在這個意義上,AI人聲並沒有讓創作者退場,反而要求創作者進一步升級。你不只是文字作者,也不只是工具操作者,而是角色聲音的設計者與總調度者。
九、本章小結:人聲不是被合成而已,而是被重新定義
總結本章,我們可以說,AI人聲技術的核心,不只是把文字轉成可聽見的語音,而是透過神經網路,學習人類語音中的多層次結構,尤其是韻律、呼吸、節奏、重音與情緒曲線等,使聲音不只具有可辨識性,也具有角色感與敘事感。再進一步,透過聲紋提取與 voice cloning,AI甚至能夠把某種音色身份抽取成可被調用的模型特徵,讓創作者在授權合理的前提下,更自由地進行角色聲音設計。
但我們也同時看到,AI人聲的價值並不在於它完全取代真人,而在於它改變了創作的組織方式。它讓聲音選角、角色分配、多語切換與多角色實驗變得更可行,卻也使創作者更需要具備精細的聽覺判斷與表演理解。真正的關鍵不再是「AI能不能說話」,而是「創作者能不能讓這些說話變成角色、變成場景、變成戲」。

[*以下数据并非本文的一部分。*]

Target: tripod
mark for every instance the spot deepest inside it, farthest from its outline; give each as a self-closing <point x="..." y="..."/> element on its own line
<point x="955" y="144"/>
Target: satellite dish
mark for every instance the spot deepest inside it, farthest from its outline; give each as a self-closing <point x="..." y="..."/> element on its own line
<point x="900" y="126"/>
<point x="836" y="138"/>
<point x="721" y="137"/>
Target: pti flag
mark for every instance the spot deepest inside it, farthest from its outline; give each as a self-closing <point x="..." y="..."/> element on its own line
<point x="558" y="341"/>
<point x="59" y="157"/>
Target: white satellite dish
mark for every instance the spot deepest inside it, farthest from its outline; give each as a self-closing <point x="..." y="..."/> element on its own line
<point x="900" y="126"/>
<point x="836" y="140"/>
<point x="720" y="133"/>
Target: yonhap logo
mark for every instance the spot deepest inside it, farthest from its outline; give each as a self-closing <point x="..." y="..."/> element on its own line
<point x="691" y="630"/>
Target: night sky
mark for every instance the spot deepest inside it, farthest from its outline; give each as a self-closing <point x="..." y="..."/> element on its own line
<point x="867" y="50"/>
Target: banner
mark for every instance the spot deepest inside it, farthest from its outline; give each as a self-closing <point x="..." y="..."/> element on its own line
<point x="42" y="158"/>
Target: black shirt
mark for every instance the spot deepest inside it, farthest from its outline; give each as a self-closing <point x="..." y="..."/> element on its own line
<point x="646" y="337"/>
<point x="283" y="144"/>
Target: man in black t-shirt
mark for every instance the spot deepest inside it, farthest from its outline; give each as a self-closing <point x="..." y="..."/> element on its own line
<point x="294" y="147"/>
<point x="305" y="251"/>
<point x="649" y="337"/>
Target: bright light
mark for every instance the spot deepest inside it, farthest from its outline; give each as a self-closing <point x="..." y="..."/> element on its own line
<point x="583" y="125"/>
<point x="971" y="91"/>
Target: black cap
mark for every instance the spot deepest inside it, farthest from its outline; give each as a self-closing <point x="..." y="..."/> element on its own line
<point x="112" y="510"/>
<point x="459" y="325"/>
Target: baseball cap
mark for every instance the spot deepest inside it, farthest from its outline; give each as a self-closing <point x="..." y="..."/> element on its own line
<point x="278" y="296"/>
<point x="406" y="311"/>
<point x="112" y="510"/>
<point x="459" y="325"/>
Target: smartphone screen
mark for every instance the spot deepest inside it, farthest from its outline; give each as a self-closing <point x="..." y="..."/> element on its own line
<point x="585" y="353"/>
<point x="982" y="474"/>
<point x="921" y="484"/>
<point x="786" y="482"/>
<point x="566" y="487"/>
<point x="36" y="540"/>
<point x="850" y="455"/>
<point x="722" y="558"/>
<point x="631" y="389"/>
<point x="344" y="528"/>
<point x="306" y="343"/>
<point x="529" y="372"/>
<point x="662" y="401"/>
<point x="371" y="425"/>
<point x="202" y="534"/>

從這裡出發,下一章將把焦點從人聲移向另一個與情緒高度相關的元素:音樂。我們將討論AI如何將旋律、節奏、風格與情緒之間的關係數據化,並進一步生成配樂。若人聲是角色的靈魂外露,那麼音樂往往就是敘事中的情感氣候。理解AI音樂,將使我們更清楚地看見:在生成式得創作中,情緒不只是感受,它也可以是一種可被建模、可被操演、可被選擇的結構。